Mas um peregrino sudanês que estava em Mina no momento do tumulto afirmou que este foi o pior Hajj dos quatro aos quais ele já compareceu.
“As pessoas estavam desidratadas e desmaiavam” antes do tumulto, relatou, acrescentando que “os peregrinos tropeçavam uns nos outros”.
A Arábia Saudita mobilizou 100.000 policiais para garantir a segurança durante a peregrinação, depois que, em 11 de setembro, uma grua desabou na Grande Mesquita de Meca e matou 109 pessoas. Mais de 400 ficaram feridas.
O acidente anterior durante a peregrinação aconteceu em 2006. Em 6 de janeiro daquele ano, 76 pessoas morreram no desabamento de um hotel em Meca. Seis dias depois, 364 peregrinos faleceram em outro tumulto durante o ritual de apedrejamento das pilastras de Satã em Mina.
Após o ritual, que pode durar entre dois e três dias, os peregrinos concluem o Hajj com as cerimônias ao redor da Kaaba, a construção em forma de cubo no centro da Grande Mesquita de Meca, para a qual os muçulmanos se dirigem durante a oração.
O vale de Mina fica a poucos quilômetros de Meca, o principal local sagrado do Islã.
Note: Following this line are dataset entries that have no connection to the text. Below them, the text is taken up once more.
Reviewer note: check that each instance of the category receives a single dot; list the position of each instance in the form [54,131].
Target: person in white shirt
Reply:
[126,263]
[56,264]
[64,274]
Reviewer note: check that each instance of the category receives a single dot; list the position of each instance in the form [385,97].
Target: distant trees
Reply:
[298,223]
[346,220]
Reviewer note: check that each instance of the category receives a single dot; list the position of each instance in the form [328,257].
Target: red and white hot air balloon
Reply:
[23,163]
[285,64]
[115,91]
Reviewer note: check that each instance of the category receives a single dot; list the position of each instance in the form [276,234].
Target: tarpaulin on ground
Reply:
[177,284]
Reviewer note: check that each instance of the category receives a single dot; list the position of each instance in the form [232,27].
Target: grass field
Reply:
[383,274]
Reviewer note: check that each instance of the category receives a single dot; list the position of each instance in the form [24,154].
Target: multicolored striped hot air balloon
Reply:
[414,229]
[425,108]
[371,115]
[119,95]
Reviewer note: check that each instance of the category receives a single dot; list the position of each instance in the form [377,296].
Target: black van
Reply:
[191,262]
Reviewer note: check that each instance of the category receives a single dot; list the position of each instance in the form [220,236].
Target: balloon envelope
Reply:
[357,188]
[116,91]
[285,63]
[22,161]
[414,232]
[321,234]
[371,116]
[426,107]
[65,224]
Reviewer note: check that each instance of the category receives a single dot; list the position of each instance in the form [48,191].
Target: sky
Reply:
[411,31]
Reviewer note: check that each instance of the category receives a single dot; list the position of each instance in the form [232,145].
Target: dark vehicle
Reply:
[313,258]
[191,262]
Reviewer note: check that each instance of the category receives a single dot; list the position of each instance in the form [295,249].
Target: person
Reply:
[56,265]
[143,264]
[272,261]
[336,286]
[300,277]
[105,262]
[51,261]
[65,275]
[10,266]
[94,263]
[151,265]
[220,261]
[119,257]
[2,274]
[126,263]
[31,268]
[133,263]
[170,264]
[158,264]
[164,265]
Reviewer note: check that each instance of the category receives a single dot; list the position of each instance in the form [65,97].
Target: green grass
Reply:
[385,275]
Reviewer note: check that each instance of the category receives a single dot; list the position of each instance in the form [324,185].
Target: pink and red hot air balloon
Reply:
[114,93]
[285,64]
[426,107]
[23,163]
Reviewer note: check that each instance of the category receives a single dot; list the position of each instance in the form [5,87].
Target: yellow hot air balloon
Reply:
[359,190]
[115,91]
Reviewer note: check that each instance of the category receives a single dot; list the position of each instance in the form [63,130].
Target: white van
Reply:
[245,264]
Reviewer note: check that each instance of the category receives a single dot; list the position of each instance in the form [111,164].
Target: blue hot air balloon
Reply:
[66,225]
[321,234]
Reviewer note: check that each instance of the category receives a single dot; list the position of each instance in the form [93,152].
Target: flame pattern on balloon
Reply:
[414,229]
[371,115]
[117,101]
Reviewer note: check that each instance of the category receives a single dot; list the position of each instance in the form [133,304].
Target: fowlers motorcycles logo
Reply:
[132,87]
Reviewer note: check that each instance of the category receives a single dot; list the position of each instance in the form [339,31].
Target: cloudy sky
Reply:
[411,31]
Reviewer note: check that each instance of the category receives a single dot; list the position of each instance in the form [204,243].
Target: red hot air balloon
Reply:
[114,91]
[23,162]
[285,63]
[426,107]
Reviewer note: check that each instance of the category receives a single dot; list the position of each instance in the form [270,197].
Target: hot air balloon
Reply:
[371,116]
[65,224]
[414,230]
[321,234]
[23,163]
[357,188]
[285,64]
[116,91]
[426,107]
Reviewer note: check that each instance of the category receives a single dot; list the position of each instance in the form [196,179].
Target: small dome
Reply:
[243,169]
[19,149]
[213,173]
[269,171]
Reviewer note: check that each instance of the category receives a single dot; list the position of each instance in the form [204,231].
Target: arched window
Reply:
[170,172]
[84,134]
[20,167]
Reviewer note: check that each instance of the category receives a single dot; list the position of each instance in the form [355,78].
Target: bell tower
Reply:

Quase 1,5 milhão de muçulmanos de todo o mundo celebram o Eid al-Adha, a Festa do Sacrifício.
Segundo as autoridades sauditas, o Hajj, um dos cinco pilares do Islã, reuniu 1,4 milhão de pessoas do exterior e quase 600.000 peregrinos que vivem na Arábia Saudita.
Por ocasião da peregrinação, as autoridades anunciaram que estavam em alerta por possíveis atentados, depois que o grupo jihadista Estado Islâmico (EI) atacou as forças de segurança e várias mesquitas xiitas na Arábia Saudita nos últimos meses.
Também haviam sido mobilizados muitos médicos e enfermeiros para enfrentar uma possível epidemia de coronavírus MERS, do qual a Arábia Saudita é um dos principais focos no mundo.